What changes for higher-risk buildings
For an occupied higher-risk building, retention stops being a question of archiving and becomes a question of currency. Under the Building Safety Act 2022, the Accountable Person, or Principal Accountable Person where there are several, must hold a safety case and produce a safety case report for the Building Safety Regulator. The golden thread that supports it is meant to be live, structured and available, not boxed up after handover.
That reframes the whole exercise. The fire risk assessment, the floor and building plans, the external wall information, the major works records, the structural information: for an HRB these are not files you retain for a period and then weed. They are the building's current state of knowledge, and the question is whether the version you hold is the right one, not whether you are still allowed to throw it away. A safety case that depends on superseded plans is a weaker case even where nothing was technically discarded too soon.
A working retention table
The periods below are a starting framework, not legal advice, and several depend on the building, the tenure and the contract. Where a figure comes from the regulatory position we have named it; where it does not, treat the entry as operational practice and confirm it against your own obligations and the live rules before acting.

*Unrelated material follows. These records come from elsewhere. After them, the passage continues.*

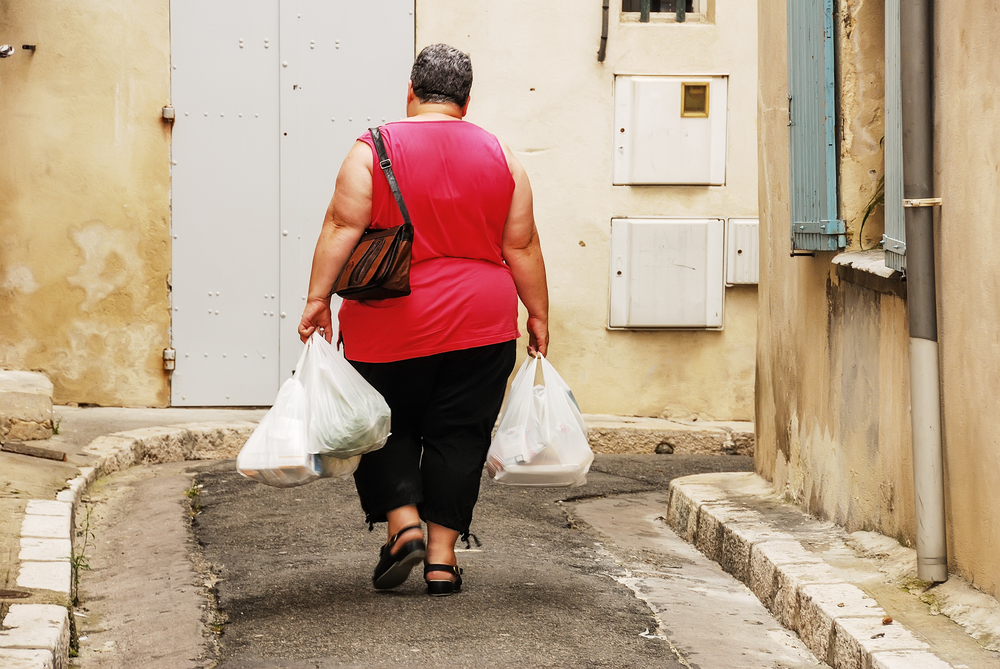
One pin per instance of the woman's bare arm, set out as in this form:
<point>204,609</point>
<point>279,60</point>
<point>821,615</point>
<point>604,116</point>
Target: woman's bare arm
<point>347,218</point>
<point>523,253</point>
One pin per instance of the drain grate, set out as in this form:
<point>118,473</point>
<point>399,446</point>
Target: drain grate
<point>14,594</point>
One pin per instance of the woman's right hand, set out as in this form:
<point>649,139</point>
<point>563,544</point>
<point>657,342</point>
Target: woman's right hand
<point>316,315</point>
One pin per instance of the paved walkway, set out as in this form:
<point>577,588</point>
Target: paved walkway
<point>830,587</point>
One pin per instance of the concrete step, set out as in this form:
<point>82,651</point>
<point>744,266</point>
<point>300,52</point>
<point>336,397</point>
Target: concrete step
<point>636,434</point>
<point>25,406</point>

| Record type | Suggested retention | Why |
|---|---|---|
| Fire risk assessment (current + superseded) | Life of building; keep prior versions | Required under the Regulatory Reform (Fire Safety) Order 2005; history shows how risk was managed over time |
| Floor and building plans | Life of building | Golden thread; firefighter access under the Fire Safety (England) Regulations 2022 |
| EICR (electrical condition report) | At least until superseded; keep prior | Rented homes in England need an inspection at least every 5 years (gov.uk) |
| LOLER thorough examination reports | Until superseded by the next; keep recent history | Passenger lifts examined every 6 months, load-only every 12 (HSE/LOLER) |
| Safety case and report (HRB) | Life of building | Held for the Building Safety Regulator under the Building Safety Act 2022 |
| Contractor permits and method statements | Several years after completion | Evidence in case of later claim |
| Routine maintenance logs | Multi-year rolling | Demonstrates planned upkeep; supports trend analysis |
| Visitor and access records | Operational period; check data-protection rules | Useful for incidents; balance against minimisation |
| Superseded drafts and working emails | Retire once final issued | Noise; the final record is what counts |
The figures named against electrical and lift records come from the gov.uk landlord rules and the HSE LOLER guidance respectively, and set how often the inspection happens rather than a fixed shred date; keep enough history to show the cadence was met.

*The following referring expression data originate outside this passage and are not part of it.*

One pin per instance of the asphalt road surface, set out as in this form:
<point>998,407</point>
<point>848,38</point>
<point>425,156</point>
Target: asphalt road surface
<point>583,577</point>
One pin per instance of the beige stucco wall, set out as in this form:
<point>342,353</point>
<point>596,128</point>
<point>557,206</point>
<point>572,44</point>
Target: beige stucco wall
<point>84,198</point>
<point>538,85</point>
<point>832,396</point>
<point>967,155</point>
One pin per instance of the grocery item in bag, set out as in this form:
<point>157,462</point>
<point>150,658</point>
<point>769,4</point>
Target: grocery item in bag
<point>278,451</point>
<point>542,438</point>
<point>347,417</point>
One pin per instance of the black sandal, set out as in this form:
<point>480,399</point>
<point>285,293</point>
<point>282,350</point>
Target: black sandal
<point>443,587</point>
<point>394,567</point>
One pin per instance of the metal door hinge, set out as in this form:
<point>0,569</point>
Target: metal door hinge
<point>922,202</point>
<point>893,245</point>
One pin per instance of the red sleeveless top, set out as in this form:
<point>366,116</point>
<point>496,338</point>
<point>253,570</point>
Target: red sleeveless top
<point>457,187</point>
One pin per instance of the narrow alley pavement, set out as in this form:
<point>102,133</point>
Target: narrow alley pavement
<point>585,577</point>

Retiring records is a decision, not a default
The temptation is to keep everything because deleting feels risky. But an archive nobody can search is a liability of a different kind, and data-protection principles push the other way for anything holding personal data, where minimisation matters. The answer is to make retirement a deliberate, recorded act: who decided, on what basis, and when. A weeding decision that is itself logged is defensible. A record that simply vanished is not.
This is where a system earns its place over a filing cabinet. When certificates, assessments and plans live in a structured register with their own dates and statuses, retention can be applied as a rule rather than a memory, and the current version is always the one that surfaces first. Pair that with a compliance calendar and the records that must be renewed get renewed before they lapse, so retention is about history rather than firefighting.

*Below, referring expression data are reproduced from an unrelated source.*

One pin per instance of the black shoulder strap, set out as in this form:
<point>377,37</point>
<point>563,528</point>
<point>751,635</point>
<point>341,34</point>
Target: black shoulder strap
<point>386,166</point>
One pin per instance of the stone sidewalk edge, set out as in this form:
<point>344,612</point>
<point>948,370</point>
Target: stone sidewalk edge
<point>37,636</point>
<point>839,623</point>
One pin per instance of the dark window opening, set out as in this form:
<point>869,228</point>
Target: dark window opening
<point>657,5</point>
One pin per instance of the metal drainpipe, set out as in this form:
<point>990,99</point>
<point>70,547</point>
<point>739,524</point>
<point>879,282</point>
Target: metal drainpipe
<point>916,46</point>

Start with the current truth
If you do nothing else, get clear on which records represent the building as it is today, and protect those above all. Everything else, the history and the drafts, can be organised around them. A practical way in is to read this alongside our note on what to keep and what to let go in a compliance archive: together they turn retention from an anxiety into a set of decisions you can actually make and stand behind.